11

I'm running into a problem while trying to load large files using Python 3.5. Using read() with no arguments sometimes gave an OSError: Invalid argument. I then tried reading only part of the file and it seemed to work fine. I've determined that it starts to fail somewhere around 2.2GB, below is the example code:

>>> sys.version
'3.5.1 (v3.5.1:37a07cee5969, Dec  5 2015, 21:12:44) \n[GCC 4.2.1 (Apple Inc. build 5666) (dot 3)]'
>>> x = open('/Users/username/Desktop/large.txt', 'r').read()
Traceback (most recent call last):
  File "<stdin>", line 1, in <module>
OSError: [Errno 22] Invalid argument
>>> x = open('/Users/username/Desktop/large.txt', 'r').read(int(2.1*10**9))
>>> x = open('/Users/username/Desktop/large.txt', 'r').read(int(2.2*10**9))
Traceback (most recent call last):
  File "<stdin>", line 1, in <module>
OSError: [Errno 22] Invalid argument

I also noticed that this does not happen in Python 2.7. Here is the same code run in Python 2.7:

>>> sys.version
'2.7.10 (default, Aug 22 2015, 20:33:39) \n[GCC 4.2.1 Compatible Apple LLVM 7.0.0 (clang-700.0.59.1)]'
>>> x = open('/Users/username/Desktop/large.txt', 'r').read(int(2.1*10**9))
>>> x = open('/Users/username/Desktop/large.txt', 'r').read(int(2.2*10**9))
>>> x = open('/Users/username/Desktop/large.txt', 'r').read()
>>>

I am using OS X El Capitan 10.11.1.

Is this a bug or should use another method for reading the files?

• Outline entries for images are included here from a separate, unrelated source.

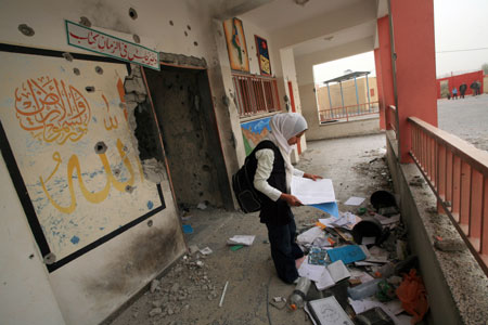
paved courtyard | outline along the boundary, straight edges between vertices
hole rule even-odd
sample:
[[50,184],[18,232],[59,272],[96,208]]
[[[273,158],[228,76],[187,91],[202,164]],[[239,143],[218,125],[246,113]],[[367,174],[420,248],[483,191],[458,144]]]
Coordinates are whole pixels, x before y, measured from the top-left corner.
[[438,100],[439,128],[488,151],[488,94]]

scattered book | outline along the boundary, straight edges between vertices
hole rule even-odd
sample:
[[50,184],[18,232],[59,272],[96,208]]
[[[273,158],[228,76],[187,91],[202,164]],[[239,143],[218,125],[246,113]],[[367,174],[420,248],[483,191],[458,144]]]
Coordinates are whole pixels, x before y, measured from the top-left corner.
[[319,325],[354,325],[334,296],[308,301],[306,311]]
[[335,261],[325,266],[320,280],[316,282],[317,289],[323,290],[333,287],[342,280],[349,278],[350,272],[342,260]]

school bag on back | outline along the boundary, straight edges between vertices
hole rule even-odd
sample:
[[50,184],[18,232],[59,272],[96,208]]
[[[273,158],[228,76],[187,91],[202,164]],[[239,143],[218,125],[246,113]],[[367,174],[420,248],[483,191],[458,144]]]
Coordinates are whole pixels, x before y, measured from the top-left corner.
[[241,169],[232,176],[232,188],[239,206],[245,213],[256,212],[261,209],[264,194],[254,187],[257,160],[255,153],[262,148],[278,150],[274,143],[264,140],[246,157]]
[[241,169],[232,176],[232,188],[234,190],[235,198],[245,213],[261,209],[261,199],[253,185],[255,173],[256,164],[253,164],[249,155]]

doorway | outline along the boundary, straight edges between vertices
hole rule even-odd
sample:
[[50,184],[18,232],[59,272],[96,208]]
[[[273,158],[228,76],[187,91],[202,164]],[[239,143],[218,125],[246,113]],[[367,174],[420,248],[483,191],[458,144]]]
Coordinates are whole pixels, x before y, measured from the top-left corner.
[[233,208],[206,69],[144,69],[180,209]]

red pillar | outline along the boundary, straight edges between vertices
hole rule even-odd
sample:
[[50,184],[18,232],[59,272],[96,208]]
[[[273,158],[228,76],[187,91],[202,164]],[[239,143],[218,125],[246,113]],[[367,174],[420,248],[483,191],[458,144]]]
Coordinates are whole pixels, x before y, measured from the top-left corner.
[[437,127],[434,3],[433,0],[390,3],[397,54],[400,162],[411,162],[408,117],[415,116]]
[[[395,92],[394,92],[393,68],[391,68],[391,42],[389,38],[388,16],[377,20],[377,36],[380,43],[378,56],[381,58],[380,65],[383,86],[383,105],[386,110],[389,105],[395,105]],[[387,125],[386,129],[389,130],[391,128]]]
[[380,129],[386,130],[385,101],[383,95],[382,58],[380,49],[374,49],[374,67],[376,69],[377,103],[380,106]]

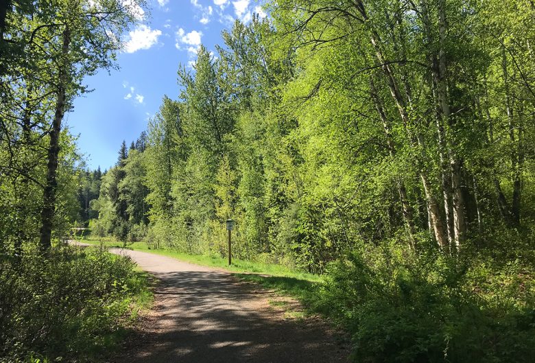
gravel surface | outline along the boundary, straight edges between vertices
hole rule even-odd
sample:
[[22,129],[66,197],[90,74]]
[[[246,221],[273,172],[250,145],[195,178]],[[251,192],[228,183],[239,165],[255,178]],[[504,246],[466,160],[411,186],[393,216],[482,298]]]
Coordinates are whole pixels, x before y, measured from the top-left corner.
[[342,340],[321,319],[288,316],[289,305],[299,308],[295,301],[225,271],[139,251],[110,252],[129,255],[159,280],[154,308],[114,362],[347,362]]

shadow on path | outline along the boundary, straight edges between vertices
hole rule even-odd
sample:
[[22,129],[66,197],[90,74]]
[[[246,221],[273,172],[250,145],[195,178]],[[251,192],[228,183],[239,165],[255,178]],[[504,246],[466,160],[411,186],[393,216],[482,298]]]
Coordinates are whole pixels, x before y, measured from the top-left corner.
[[324,323],[285,320],[267,290],[217,271],[153,273],[155,316],[117,362],[346,362]]

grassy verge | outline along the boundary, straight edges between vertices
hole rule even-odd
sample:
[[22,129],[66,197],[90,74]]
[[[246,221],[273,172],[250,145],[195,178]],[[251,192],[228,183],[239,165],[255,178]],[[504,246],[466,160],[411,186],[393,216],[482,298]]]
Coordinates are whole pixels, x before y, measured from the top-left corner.
[[[95,246],[101,244],[101,242],[97,239],[84,239],[80,242]],[[102,244],[106,248],[123,246],[121,242],[109,239],[103,239]],[[323,279],[320,276],[292,270],[280,265],[234,259],[233,265],[229,266],[227,259],[224,258],[188,255],[167,249],[150,249],[143,242],[129,244],[128,248],[235,272],[233,274],[239,279],[254,282],[281,295],[297,299],[308,313],[314,312],[313,303],[317,298],[318,289],[323,283]]]
[[102,362],[150,307],[148,274],[98,250],[0,255],[0,362]]

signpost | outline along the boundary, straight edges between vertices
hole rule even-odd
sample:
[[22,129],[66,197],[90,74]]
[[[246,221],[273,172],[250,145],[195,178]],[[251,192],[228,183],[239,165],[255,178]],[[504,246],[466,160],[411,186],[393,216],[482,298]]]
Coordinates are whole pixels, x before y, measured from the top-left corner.
[[226,220],[226,230],[228,232],[228,266],[233,262],[232,242],[230,241],[230,231],[234,229],[234,221],[233,220]]

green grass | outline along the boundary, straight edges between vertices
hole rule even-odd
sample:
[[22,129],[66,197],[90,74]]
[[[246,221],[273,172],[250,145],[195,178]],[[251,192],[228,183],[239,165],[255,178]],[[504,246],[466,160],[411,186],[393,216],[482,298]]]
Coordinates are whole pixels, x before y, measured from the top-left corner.
[[[101,243],[99,240],[93,239],[80,240],[80,242],[95,246],[99,246]],[[112,241],[109,239],[103,239],[102,244],[104,247],[108,248],[123,247],[122,242]],[[291,277],[310,282],[320,282],[322,281],[321,277],[318,275],[296,271],[281,265],[233,259],[233,264],[229,266],[228,264],[228,259],[226,258],[215,256],[206,256],[204,255],[189,255],[177,250],[165,248],[154,250],[150,248],[147,244],[143,242],[129,243],[128,244],[127,248],[134,250],[167,256],[169,257],[176,258],[181,261],[185,261],[198,265],[219,268],[233,272],[248,272],[268,274],[270,276]]]
[[[84,239],[81,242],[96,246],[99,246],[101,243],[97,239]],[[103,246],[108,248],[123,247],[122,242],[109,239],[103,239],[102,243]],[[309,313],[315,312],[314,301],[317,298],[318,287],[323,282],[320,276],[293,270],[281,265],[233,259],[233,264],[229,266],[228,260],[225,258],[188,255],[174,250],[150,249],[143,242],[128,244],[128,248],[235,272],[234,276],[239,279],[253,282],[280,295],[297,299]]]

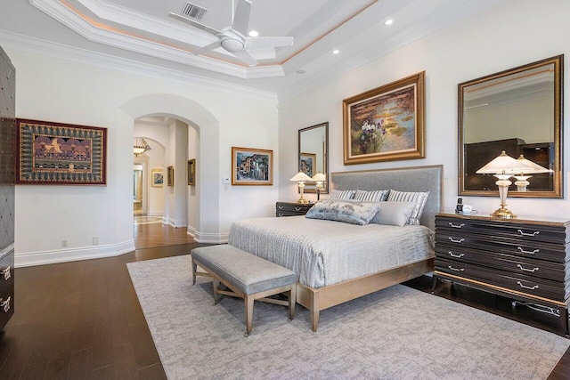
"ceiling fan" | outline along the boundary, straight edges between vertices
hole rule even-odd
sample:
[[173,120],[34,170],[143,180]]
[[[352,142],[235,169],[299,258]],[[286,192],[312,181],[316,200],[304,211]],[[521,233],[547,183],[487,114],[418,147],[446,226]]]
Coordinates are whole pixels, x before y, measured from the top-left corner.
[[251,13],[250,0],[238,0],[238,4],[233,15],[231,27],[217,30],[198,21],[177,13],[170,12],[168,16],[181,20],[194,28],[216,36],[218,40],[191,52],[194,55],[200,55],[206,52],[222,47],[231,54],[240,59],[249,66],[257,65],[257,61],[249,53],[249,50],[268,49],[279,46],[290,46],[293,44],[293,37],[251,37],[248,35],[249,25],[249,14]]

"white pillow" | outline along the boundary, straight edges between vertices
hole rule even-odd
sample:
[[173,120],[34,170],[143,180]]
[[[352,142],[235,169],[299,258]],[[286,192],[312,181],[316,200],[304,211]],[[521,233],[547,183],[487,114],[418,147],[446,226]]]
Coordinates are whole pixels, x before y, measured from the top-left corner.
[[413,202],[380,202],[380,209],[374,215],[370,223],[403,226],[411,216],[416,204]]
[[354,194],[354,200],[361,200],[362,202],[381,202],[388,198],[389,190],[357,190]]
[[330,199],[352,199],[354,198],[355,190],[333,190],[330,194]]
[[406,224],[418,225],[419,224],[419,218],[421,218],[421,213],[424,211],[424,206],[426,206],[428,195],[429,191],[414,192],[390,190],[387,200],[389,202],[413,202],[415,204],[415,207]]

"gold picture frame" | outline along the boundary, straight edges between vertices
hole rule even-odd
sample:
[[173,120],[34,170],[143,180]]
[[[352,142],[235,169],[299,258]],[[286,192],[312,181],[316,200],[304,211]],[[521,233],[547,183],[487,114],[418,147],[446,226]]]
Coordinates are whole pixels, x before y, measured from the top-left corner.
[[426,157],[426,72],[343,101],[345,165]]

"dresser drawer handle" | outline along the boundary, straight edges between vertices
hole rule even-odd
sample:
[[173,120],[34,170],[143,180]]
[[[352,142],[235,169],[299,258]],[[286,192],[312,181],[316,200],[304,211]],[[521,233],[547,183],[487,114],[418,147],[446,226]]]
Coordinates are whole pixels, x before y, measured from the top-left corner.
[[463,226],[465,225],[464,223],[461,223],[461,224],[453,224],[453,223],[452,223],[452,222],[448,222],[448,224],[449,224],[451,227],[453,227],[453,228],[461,228],[461,227],[463,227]]
[[523,231],[522,231],[522,230],[517,230],[518,231],[518,233],[520,233],[520,235],[521,235],[521,236],[536,236],[536,235],[538,235],[539,233],[541,233],[541,231],[540,231],[540,230],[535,230],[535,231],[534,231],[534,232],[533,232],[533,233],[526,233],[526,232],[523,232]]
[[12,277],[12,273],[10,272],[10,265],[0,271],[0,275],[4,276],[4,279],[6,281],[10,279]]
[[521,254],[528,254],[528,255],[534,255],[534,254],[538,254],[538,252],[540,251],[540,249],[535,249],[533,251],[525,251],[522,248],[522,247],[517,247],[517,249],[518,249],[520,251]]
[[520,287],[523,287],[523,288],[525,288],[525,289],[529,289],[529,290],[535,290],[535,289],[538,289],[538,285],[535,285],[535,286],[533,286],[533,287],[526,287],[525,285],[523,285],[523,283],[522,283],[522,282],[520,282],[520,281],[517,281],[517,283],[518,285],[520,285]]
[[518,268],[520,268],[521,271],[532,271],[533,273],[534,273],[536,271],[538,271],[538,267],[536,268],[533,268],[533,269],[526,269],[526,268],[523,268],[523,266],[521,264],[517,264],[517,266]]
[[8,297],[6,298],[5,301],[4,301],[2,298],[0,298],[0,307],[4,309],[4,312],[8,312],[10,311],[10,299],[12,297]]

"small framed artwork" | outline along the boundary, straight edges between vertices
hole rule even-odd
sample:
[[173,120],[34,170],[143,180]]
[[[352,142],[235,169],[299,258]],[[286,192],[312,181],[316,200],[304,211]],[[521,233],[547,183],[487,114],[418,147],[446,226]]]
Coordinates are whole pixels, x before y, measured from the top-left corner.
[[188,184],[196,184],[196,158],[188,160]]
[[161,188],[164,185],[164,171],[162,169],[151,170],[151,186]]
[[423,158],[426,72],[343,101],[345,165]]
[[273,151],[232,147],[232,185],[273,185]]
[[107,128],[17,119],[16,183],[105,185]]
[[301,153],[301,159],[299,161],[301,167],[299,169],[309,177],[313,177],[316,174],[314,172],[316,168],[316,153]]
[[175,185],[175,166],[168,166],[167,168],[167,181],[169,187]]

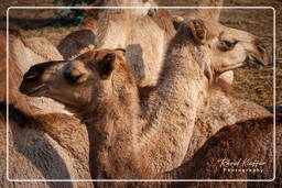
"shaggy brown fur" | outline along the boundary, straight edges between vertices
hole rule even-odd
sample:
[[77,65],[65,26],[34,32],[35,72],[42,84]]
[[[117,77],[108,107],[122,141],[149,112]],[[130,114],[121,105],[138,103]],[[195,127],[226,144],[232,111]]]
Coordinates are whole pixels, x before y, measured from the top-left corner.
[[[156,3],[152,0],[109,0],[106,5],[148,7]],[[147,15],[148,11],[105,10],[98,20],[97,46],[127,48],[127,59],[139,86],[156,84],[167,43],[175,34],[167,10],[159,10],[153,16]]]
[[[137,88],[123,68],[126,62],[119,49],[95,49],[67,64],[51,63],[41,74],[36,69],[45,64],[36,65],[26,73],[21,90],[32,96],[39,91],[39,96],[58,100],[84,120],[94,178],[152,177],[182,163],[210,79],[206,71],[218,63],[208,62],[209,47],[195,40],[197,34],[192,31],[197,25],[197,21],[183,24],[172,40],[156,91],[148,99],[142,120],[138,118]],[[194,55],[197,53],[202,56]],[[41,81],[30,87],[33,79]],[[52,87],[42,91],[42,85]]]
[[[21,48],[22,43],[15,32],[10,33],[10,55],[9,60],[9,101],[13,103],[10,107],[9,124],[9,150],[10,150],[10,178],[88,178],[88,140],[85,126],[70,115],[53,113],[48,115],[39,114],[37,108],[31,103],[31,98],[19,92],[19,86],[22,79],[21,69],[15,59],[22,55],[24,57],[25,48]],[[6,33],[0,34],[0,44],[6,46]],[[15,46],[17,45],[17,46]],[[13,47],[19,47],[14,52]],[[30,51],[30,49],[28,49]],[[26,55],[26,54],[25,54]],[[29,56],[32,57],[32,56]],[[33,56],[34,57],[34,56]],[[36,57],[36,56],[35,56]],[[52,57],[53,58],[53,57]],[[21,63],[26,63],[24,59]],[[32,59],[31,59],[32,60]],[[6,51],[0,52],[0,79],[1,95],[0,101],[6,103]],[[36,101],[37,102],[37,101]],[[20,187],[77,187],[78,184],[70,183],[35,183],[18,184],[6,180],[6,104],[1,103],[1,184],[3,187],[17,185]],[[67,122],[67,123],[65,123]],[[74,123],[74,126],[68,126]],[[47,133],[46,133],[47,132]],[[77,141],[78,143],[74,142]],[[39,142],[34,145],[34,142]],[[85,143],[85,144],[83,144]],[[74,152],[76,151],[76,152]],[[0,184],[0,187],[2,187]],[[91,187],[91,184],[82,184]],[[9,187],[8,186],[8,187]]]
[[[282,172],[282,117],[276,117],[276,165],[275,180],[272,183],[141,183],[141,187],[280,187]],[[241,162],[243,159],[261,161],[264,165],[257,168],[263,173],[231,173],[224,169],[220,159]],[[236,168],[236,166],[235,166]],[[273,178],[273,117],[245,121],[221,129],[212,136],[191,161],[158,178],[166,179],[272,179]],[[137,186],[134,184],[134,186]]]
[[78,30],[64,37],[59,42],[57,49],[64,59],[69,59],[75,55],[79,55],[82,49],[91,46],[96,46],[94,32],[91,30]]

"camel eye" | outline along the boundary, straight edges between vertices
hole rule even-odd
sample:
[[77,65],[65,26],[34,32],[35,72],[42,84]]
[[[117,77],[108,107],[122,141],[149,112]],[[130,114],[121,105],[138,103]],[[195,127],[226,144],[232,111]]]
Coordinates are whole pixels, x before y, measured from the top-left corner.
[[230,51],[235,47],[235,45],[238,43],[238,41],[231,42],[231,41],[223,41],[223,48],[224,51]]
[[77,82],[77,80],[82,77],[82,74],[72,73],[72,71],[65,71],[64,77],[66,80],[68,80],[70,84]]

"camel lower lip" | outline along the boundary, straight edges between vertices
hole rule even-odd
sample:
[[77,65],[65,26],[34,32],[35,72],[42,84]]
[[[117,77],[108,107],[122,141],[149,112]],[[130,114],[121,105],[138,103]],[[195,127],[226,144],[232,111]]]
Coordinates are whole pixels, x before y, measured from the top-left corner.
[[40,88],[28,92],[26,95],[30,97],[41,97],[48,89],[46,85],[41,86]]

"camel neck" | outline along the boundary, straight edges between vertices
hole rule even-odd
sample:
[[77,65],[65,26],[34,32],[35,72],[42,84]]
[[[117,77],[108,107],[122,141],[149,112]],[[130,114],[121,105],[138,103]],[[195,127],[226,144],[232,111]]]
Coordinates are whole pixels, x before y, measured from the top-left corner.
[[[169,46],[156,91],[144,110],[148,123],[139,142],[141,151],[148,151],[143,158],[151,162],[151,170],[155,173],[170,170],[183,161],[207,86],[199,63],[194,58],[200,48],[185,38],[188,36],[177,34]],[[170,165],[159,165],[167,159]]]

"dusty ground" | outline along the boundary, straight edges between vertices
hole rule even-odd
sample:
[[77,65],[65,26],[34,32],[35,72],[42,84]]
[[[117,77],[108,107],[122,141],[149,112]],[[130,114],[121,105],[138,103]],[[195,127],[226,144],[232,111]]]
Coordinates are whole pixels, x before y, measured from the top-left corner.
[[[159,0],[160,5],[195,5],[196,0]],[[9,5],[54,5],[53,0],[2,0],[0,21],[6,16]],[[279,0],[225,0],[225,5],[273,7],[276,10],[276,103],[282,103],[282,1]],[[173,14],[185,15],[186,10],[171,10]],[[10,11],[12,18],[21,19],[20,32],[26,37],[44,36],[55,45],[75,30],[74,26],[26,29],[31,23],[54,19],[52,10]],[[32,22],[34,21],[34,22]],[[273,54],[273,11],[268,10],[224,10],[220,21],[231,27],[246,30],[262,38],[268,51]],[[26,22],[26,23],[25,23]],[[4,25],[3,19],[0,25]],[[19,24],[18,24],[19,25]],[[14,25],[13,25],[14,26]],[[34,27],[34,26],[30,26]],[[245,67],[236,70],[234,87],[237,96],[262,106],[272,106],[273,101],[273,63],[262,69]]]

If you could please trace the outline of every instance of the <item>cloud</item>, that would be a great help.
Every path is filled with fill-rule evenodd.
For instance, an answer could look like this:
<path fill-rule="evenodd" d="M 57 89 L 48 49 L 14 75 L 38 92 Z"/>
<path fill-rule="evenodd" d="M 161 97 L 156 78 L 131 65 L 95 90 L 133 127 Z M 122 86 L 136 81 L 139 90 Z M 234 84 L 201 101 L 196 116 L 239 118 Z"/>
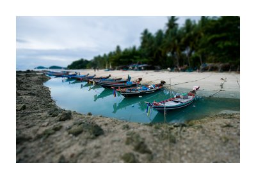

Dimitris Fasarakis Hilliard
  • 150,925
  • 31
  • 268
  • 253
calico_
  • 1,171
  • 12
  • 23
  • I guess the file loading capacity is mainly dependent on How much free memory your device is having, at that point of time. – ZdaR Dec 24 '16 at 17:26
  • I thought that might be a problem but: A) I have 16GB and only 8 are used right now. B) it works fine if i switch to python2.7 – calico_ Dec 24 '16 at 17:27
  • From what is shown in the first snippet of output, it looks like the `>>> x = open('/Users/username/Desktop/large.txt', 'r').read(int(2.1*10**9))` worked since no `OSError` was raised when it was executed. The varying results may also be due to the fact that two different compilers were used to build the Python interpreter. See [_Difference between LLVM, GCC 4.2 and Apple LLVM compiler 3.1_](http://stackoverflow.com/questions/12020349/difference-between-llvm-gcc-4-2-and-apple-llvm-compiler-3-1). – martineau Dec 24 '16 at 17:40
  • Yes, 2.1*10**9 works. I tried several values but noticed that it starts to fail somewhere in between 2.1 and 2.2. – calico_ Dec 24 '16 at 17:42

1 Answers1

6

Yes, you have bumped into a bug.

Good news is that someone else has also found it and already created an issue for it in the Python bug tracker, see: Issue24658 - open().write() fails on 2 GB+ data (OS X). This, seems, is platform depended (OS-X only) and is reproducible when using read and/or write. Apparently an issue exists with the way fread.c is implemented in the libc implementation for OS-X see here.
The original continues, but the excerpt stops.